Monday, December 10, 2007

Gated communities -- neither boon nor doom?

[“New Suburbia”: This is one of a series on the changing aspects of suburbia.]

   Left-leaning social critics have long disparaged the phenomenon of “gated communities” as an anti-social reflection of white suburbanites trying to hide from “the other,” with unsavory undertones of racism and an irrational fear of crime (when the suburbanites aren’t worried about their children being poisoned by Chinese toys).  Transportation planners sometimes fret that the isolated nature of gated communities makes integration into road systems difficult.  Barbara Ehrenreich recently published an essay arguing that gated communities don’t really provide the safety that they offer, referring to anecdotes and studies about crime within gated neighborhoods.

Gate    To me, the gated community is an unsurprising manifestation of the human desire for a sense of security –- whether or not it is effective.  Haven’t fancy Manhattan apartment houses always had a doorman?  Don’t middle-class walkup apartments have a locked door and a buzzer system?  Hasn’t the European vernacular of townhouses often presented a forbidding aspect to the street, with life centered on a secluded courtyard (unlike the British vernacular of a more inviting front door)?  Aren’t fences and gates far more ubiquitous in many other non-Western nations, which can’t be tarred with charges of American racism?   

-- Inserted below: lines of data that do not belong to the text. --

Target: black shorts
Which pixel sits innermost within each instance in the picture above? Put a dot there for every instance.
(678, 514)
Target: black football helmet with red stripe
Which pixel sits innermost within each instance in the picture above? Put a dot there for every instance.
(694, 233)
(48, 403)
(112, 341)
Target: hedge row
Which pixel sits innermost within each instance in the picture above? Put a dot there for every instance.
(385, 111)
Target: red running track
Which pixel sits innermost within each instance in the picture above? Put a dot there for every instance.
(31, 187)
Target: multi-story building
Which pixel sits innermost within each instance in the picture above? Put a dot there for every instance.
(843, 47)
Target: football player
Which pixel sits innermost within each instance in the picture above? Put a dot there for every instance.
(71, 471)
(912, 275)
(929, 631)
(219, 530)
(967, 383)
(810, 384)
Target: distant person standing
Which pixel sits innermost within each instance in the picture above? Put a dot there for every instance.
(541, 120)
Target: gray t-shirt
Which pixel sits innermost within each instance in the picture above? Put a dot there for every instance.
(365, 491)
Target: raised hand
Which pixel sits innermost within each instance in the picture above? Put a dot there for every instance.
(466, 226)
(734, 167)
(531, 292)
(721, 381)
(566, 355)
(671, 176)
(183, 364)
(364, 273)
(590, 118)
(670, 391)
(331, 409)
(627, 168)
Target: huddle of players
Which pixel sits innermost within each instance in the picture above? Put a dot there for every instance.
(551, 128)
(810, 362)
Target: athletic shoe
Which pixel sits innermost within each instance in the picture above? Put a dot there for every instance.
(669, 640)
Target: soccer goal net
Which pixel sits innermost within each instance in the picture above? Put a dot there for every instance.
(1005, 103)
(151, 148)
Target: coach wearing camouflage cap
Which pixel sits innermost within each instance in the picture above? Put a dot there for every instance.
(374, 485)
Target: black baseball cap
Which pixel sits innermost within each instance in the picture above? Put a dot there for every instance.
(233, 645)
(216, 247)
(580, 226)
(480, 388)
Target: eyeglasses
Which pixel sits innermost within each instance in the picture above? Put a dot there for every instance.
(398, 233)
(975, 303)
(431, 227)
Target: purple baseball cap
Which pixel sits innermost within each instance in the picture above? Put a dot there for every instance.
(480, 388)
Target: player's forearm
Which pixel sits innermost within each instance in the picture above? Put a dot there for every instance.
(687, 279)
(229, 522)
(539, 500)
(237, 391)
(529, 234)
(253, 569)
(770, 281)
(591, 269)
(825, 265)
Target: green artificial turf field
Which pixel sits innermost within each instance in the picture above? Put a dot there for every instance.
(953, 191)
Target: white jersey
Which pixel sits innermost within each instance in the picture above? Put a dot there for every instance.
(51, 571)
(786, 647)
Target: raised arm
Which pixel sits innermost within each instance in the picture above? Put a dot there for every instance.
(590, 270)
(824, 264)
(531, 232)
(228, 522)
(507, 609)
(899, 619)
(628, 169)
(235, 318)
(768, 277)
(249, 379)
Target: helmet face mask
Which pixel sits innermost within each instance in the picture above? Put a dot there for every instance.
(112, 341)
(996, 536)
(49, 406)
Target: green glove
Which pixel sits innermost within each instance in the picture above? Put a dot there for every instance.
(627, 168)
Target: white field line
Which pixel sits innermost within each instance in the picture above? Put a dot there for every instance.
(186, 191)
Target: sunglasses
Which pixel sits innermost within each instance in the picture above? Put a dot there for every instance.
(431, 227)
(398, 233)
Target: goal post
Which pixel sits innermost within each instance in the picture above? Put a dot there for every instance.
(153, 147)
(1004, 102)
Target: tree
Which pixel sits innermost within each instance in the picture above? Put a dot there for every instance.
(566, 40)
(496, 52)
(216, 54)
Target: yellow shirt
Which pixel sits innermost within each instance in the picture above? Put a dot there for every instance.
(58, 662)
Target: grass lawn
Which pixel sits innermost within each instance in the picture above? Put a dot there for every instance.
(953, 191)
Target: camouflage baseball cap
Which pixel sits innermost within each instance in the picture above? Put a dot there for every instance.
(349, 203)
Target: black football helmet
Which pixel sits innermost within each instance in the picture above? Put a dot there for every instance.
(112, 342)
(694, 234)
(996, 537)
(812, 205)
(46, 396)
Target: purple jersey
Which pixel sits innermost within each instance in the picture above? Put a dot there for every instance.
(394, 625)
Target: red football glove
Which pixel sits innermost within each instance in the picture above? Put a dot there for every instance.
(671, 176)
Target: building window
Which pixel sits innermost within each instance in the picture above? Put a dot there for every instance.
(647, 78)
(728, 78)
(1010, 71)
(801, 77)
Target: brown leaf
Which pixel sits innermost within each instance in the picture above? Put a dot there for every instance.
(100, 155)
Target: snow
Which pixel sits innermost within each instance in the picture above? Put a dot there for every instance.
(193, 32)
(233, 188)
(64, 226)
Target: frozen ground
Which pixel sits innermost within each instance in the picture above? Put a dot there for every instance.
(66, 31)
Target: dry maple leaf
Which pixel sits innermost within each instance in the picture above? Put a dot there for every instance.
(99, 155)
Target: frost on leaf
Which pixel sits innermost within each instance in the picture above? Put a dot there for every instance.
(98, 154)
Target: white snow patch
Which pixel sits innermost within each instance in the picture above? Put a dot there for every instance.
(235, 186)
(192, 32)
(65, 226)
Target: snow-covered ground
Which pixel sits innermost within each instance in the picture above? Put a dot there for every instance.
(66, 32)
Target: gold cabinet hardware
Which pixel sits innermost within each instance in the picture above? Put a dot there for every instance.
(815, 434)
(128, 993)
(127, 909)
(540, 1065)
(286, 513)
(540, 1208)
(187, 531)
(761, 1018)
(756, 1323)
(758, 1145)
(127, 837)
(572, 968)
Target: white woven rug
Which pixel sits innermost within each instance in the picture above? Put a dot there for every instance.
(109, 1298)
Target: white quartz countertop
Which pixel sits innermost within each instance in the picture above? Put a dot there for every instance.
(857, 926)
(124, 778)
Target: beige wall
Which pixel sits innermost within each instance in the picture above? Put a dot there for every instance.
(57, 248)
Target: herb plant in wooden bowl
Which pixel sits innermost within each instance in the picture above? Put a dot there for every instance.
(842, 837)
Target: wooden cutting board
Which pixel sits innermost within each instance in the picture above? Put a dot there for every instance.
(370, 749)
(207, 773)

   To the extent that Ehrenreich is correct that a gated community provides no refuge from crime, I would like to use this assertion to bolster my contention that the old chestnut about a sharp dichotomy between “city” and “suburb” makes little sense in today’s America.  Affluent old neighborhoods in big cities that have no gates (and yes, many “cities” include single-family homes) often have low crime rates, while gated communities in suburbs can be plagued by crime, especially if they are offer moderate-cost housing (a growing phenomenon) or are close to a poorer neighborhood.  Land use law acts like an ostrich if it clings to outmoded notions about a homogeneous and bland realm of suburbia.